Looking at Samuel, I thought about everything I did in past few days.

Magic is amazing. Still, I feel Aunt’s way too strict. And it’s sad how Uncle lives. Although he doesn’t show it, the surrounding atmosphere speaks a lot for him. Almost feels like he wants everyone to leave. And just what is he trying to hide? I get that roaming outside in the forest can be dangerous, but that is no excuse for not letting us go in the village.

On topic of village, their stares… Although we shouldn’t badmouth our elders, they… were creepy. Almost scary. Though the old man in noodles shop was good. His noodles were amazing. I wanna eat them again. And that blacksmith guy, he was a real dwarf, wasn’t he?

And, between him and Samuel, that they mentioned something about me being the talk of the village or something. And I am pretty sure this is what Uncle is trying to hide. Though, I can’t ask him. He looks all gloomy every day, it’s a little hard to approach him, let alone talk to him. Still, he looked a lot better when he came in the yard and during the talk. Although Aunt did look a bit shocked when he opened the door, so it must be something out of ordinary. As for Aunt, like Uncle, she feels hard to approach. And I too am scared. I just don’t know what to say. After all this time, I feel if I ask something, it would cause a fight. And I… just— Sigh…

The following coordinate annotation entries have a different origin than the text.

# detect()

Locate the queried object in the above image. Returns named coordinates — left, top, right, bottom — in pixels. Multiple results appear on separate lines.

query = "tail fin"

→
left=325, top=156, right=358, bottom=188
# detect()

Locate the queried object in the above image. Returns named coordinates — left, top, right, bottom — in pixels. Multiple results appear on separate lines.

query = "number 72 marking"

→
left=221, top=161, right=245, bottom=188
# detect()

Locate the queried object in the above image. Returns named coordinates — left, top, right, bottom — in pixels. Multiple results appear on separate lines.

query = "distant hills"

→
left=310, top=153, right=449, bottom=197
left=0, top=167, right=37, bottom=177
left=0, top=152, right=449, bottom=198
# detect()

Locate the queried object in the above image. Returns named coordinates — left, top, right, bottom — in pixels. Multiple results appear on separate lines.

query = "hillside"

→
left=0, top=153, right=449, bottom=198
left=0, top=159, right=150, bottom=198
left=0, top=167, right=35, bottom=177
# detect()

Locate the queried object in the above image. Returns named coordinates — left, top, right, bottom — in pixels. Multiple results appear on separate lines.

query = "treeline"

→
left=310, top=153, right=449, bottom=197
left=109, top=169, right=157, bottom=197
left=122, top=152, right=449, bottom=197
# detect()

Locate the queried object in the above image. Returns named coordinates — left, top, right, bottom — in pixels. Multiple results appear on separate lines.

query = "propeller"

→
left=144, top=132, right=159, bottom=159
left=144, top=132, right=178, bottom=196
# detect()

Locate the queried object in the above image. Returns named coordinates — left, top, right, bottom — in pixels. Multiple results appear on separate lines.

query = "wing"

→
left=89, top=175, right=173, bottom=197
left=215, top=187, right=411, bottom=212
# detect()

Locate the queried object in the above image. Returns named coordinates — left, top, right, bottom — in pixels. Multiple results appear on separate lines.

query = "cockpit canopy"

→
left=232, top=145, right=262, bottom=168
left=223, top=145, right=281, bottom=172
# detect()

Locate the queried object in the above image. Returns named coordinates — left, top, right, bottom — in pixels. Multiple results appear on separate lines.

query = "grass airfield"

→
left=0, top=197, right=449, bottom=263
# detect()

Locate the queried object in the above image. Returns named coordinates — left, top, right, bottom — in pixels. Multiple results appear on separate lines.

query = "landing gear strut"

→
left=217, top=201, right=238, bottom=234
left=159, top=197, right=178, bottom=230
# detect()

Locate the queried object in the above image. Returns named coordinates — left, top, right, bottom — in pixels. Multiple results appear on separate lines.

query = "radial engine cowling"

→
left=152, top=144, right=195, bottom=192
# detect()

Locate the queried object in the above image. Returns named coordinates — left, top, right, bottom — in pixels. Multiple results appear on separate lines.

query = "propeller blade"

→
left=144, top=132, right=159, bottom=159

Heaving an inward sigh, I left the stump I sat on and lay down on the ground, still staring at the clouds floating aimlessly in the sky.

Still, something feels off. Really off. Man, I wanna go back.

Thinking did me little to no good. So, I closed my eye after deciding to take a nap while waiting for Samuel to wake up so we could go back.

* * *

*BOOM!*

A loud boom startled me up as I frantically turned my head left and right.